I first read Toni Morrison as a freshman in college in the fall of 1990 when my freshman seminar on the African diaspora included Beloved. That moment of racial awakening, of beginning to peer into the depths of my white privilege, is etched in my memory. So why, I wonder, has it taken me so long to return to Morrison’s older work? Bluest Eye has been on my list for years, but it wasn’t until this Penguin edition of Song of Solomon appeared on the discard shelf outside our library that I took up the call.
Her prose is, as so many have said, masterful. It’s poetic, but spare rather than flowery. She opens Song of Solomon with a suicide jump from a hospital tower and the first “colored” birth in that hospital that are set against red velvet rose petals swirling in the wind. How’s that for vivid imagery. The suicide’s role in the plot is unclear, a seed planted that Morrison will come back to for its fruit later. The birth is more direct, as it’s the birth of the main character, Macon Dead, whose mother is the daughter of the town’s first black doctor and whose father is the slumlord who does not realize or care how white his fellows see him.

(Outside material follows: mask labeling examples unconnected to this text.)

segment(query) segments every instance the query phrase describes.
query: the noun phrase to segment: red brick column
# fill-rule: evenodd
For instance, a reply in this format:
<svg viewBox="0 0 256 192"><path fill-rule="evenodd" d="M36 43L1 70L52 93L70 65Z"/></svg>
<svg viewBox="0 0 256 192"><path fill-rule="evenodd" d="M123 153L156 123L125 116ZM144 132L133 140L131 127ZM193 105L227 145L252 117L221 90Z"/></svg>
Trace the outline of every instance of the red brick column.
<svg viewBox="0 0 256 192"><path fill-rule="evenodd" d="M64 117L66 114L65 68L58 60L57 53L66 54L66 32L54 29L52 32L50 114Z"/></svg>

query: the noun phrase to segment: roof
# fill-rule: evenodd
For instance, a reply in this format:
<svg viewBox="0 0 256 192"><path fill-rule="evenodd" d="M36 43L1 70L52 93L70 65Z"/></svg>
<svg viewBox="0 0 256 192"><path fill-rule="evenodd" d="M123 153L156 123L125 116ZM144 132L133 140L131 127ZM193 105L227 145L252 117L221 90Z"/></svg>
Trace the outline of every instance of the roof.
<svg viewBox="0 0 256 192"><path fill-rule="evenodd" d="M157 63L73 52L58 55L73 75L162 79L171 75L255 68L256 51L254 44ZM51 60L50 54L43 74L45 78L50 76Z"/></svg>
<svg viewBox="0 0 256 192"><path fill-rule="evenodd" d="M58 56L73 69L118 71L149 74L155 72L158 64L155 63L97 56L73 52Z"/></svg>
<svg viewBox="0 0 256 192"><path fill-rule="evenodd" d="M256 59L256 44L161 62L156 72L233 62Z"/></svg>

Morrison uses sexual tension throughout the novel. Macon’s mother is pregnant while her daughters are half grown and her pregnancy is an embarrassment, proof that middle-aged people continue to be sexual. She nurses Macon until he’s a young boy, only stopping when she is spied enjoying this guilty pleasure. Later a grown Macon loses his virginity to his cousin, Hagar, and carries on a decade-long affair before breaking it off on account of their familial relationship. His sister, Corinthians, overcomes her class bias and her fear of her father to fulfill her own sexual desires well into her forties. This sexual tension continues to the end of the novel, when Macon goes on a pilgrimage to find gold and instead finds his people and finally his identity.

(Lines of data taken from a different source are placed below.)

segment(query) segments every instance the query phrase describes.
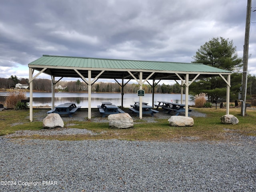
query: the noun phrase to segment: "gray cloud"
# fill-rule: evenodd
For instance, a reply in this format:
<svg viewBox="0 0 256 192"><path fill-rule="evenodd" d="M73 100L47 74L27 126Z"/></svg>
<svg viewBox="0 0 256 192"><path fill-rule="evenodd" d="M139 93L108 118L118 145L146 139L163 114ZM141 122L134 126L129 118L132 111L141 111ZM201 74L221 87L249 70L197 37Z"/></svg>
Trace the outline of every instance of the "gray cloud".
<svg viewBox="0 0 256 192"><path fill-rule="evenodd" d="M5 1L0 7L0 76L17 75L13 73L19 67L44 54L190 62L201 45L217 36L232 40L242 56L246 1ZM249 50L253 74L255 25ZM27 69L22 75L27 77Z"/></svg>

Song of Solomon made me think and analyze much the way Beloved had done twenty plus years earlier, but this time I could hear the voices of many others as I thought it through. I heard friends who have expressed their frustration at tracing their family trees, knowing they will run into the wall that is America’s slavery past, having to use different tools to discover and trace family history, relying much more on oral history and tradition, pulling apart puzzles, like Macon does with the Song of Solomon, to come closer to some truth. I heard a fellow academic talk about being torn between the academic world and the world of her home that sees belong to academia as a betrayal.

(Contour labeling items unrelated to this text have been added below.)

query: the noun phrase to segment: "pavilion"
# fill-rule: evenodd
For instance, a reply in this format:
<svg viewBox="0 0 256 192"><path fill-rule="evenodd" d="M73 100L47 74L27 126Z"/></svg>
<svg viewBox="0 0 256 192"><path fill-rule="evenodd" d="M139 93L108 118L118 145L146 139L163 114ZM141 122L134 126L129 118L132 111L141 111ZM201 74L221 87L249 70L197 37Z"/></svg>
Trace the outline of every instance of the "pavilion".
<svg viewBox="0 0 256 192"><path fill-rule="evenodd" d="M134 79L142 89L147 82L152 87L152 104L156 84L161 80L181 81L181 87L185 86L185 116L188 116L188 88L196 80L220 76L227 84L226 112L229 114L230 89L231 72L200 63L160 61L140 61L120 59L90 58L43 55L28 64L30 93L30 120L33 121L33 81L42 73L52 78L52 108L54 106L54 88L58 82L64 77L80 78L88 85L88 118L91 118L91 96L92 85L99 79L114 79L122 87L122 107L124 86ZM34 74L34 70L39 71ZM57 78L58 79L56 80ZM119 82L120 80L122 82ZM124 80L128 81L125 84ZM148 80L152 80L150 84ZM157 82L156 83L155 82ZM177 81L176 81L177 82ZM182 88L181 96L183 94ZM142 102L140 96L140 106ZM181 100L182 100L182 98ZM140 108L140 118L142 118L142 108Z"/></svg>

Although Song of Solomon was written in the late 70s, at moments its utterances were too timely, like the discussion of Emmet Till’s death, when Freddie, the rent collector, says, “They say Till had a knife,” and Guitar, Macon’s best friend, replies, “They always say that. He could of had a wad of bubble gum, they’d swear it was a hand grenade.”
Returning to Morrison makes me want to go back to Beloved and finally pick up Bluest Eye and get into a book group to chew on them together.